Mr. M’s room was very large, with a wall full of windows overlooking the delivery entrance behind the hospital. A flat screen television was installed in tall wooden armoire facing the bed. The shelves were filled with folded hospital gowns, tissue boxes and spare pillows. A single multicolored helium balloon dangled from the ceiling in the space between the windows and the armoire and the bed. In the closest corner, a Nurse Assistant wrapped in a yellow contact precaution gown sat typing away on the computer. I clasped my wrists behind my back to avoid touching anything in the room.
The resident spoke loudly and slowly. “Good morning, Mr. M,” she said, placing a gloved hand on his shoulder. “How are you feeling?” His eyelids lifted about halfway. “How are you feeling?” she asked again. He mumbled something in response. She lifted his hand off the hospital bed and tugged it back and forth. His eyelids opened a little bit more. “Are you in any pain?” she asked. I could barely make out his mumbled response. “Do you know why you’re here?” she asked. He shook his head from side to side.
We gathered around our attending outside of the room. He spoke softly and quickly. “HIV negative, other labs are cooking, history of schizophrenia, girlfriend found him on the floor like this a week ago and we still have no idea what’s going on…” He went on to list a bunch of words I had never heard before and I found myself focusing on a black mark on the shiny floor next to my shoe. He turned to the fourth year student and pointed at his chest with a rolled up sheet of paper. “It’s your job to figure out what the heck is going on in there.
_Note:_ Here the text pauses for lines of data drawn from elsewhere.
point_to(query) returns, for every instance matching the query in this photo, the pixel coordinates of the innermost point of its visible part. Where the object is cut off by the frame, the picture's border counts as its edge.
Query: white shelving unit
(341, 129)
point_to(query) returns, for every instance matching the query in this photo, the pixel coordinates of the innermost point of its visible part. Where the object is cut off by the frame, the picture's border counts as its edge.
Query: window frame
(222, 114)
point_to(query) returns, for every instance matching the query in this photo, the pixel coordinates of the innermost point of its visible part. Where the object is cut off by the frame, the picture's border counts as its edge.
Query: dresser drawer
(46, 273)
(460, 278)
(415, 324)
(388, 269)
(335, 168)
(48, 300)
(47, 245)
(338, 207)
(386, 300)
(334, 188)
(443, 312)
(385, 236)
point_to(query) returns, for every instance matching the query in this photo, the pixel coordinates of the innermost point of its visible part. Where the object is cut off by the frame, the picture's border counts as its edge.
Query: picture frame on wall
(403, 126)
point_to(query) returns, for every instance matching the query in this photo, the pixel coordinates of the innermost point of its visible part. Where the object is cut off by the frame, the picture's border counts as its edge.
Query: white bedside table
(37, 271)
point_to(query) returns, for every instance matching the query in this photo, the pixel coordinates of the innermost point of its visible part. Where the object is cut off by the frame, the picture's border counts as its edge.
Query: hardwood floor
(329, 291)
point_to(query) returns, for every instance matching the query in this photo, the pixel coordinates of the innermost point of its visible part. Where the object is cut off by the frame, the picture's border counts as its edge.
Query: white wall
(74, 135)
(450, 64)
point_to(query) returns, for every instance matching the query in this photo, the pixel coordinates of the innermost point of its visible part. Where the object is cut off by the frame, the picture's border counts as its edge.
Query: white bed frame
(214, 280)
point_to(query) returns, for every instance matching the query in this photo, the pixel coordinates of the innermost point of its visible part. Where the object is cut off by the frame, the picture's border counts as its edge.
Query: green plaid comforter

Start with an LP.”
For some reason, I always expected a lumbar puncture, or spinal tap, to be a draw of cerebrospinal fluid up into a syringe. Instead, I stood by the window wall, looking down at Mr. M as he dozed off with his knees to his chest and a tube sticking out of his naked back. The fourth year sat just below him, holding a collection tube, watching it fill with clear fluid, drop by drop. “Do we have to do all four?” he asked the resident. “Yeah,” she said, nodding, “we might be here for a while.” I continued to clasp my wrists behind my back and tried to not lean up against the window. I wondered what would happen if Mr. M awoke from his slumber, startled by the activity going on behind him, and rolled over onto the needle sticking in to his back. I imagined his droopy eyelids snapping open in shock, his arms flailing and ripping out the IVs and tubing tethering him to the bed. I imagined the needle pressing further into bone, passing through a tangle of nerves, and I felt my own lower back twitch for a second. Meanwhile, the fourth year student calmly sat as another drop of fluid rolled into the collection tube.
For a few seconds, I closed my eyes and imagined myself as the fourth year student sitting just below the hospital bed. My hands were shaky in too-large blue neoprene gloves. The collection tube trembled, anticipating each agonizing drop, and the white sheets rustled as Mr. M started to roll towards me.
I quickly opened my eyes and shook my head, as if to shake the image out of my mind. The fourth year was calmly twisting a lid onto the last of the four collection tubes. We washed our hands and briskly exited the room, clicking down the hallway once again, leaving Mr. M with nothing more than a band aid taped to his lower back.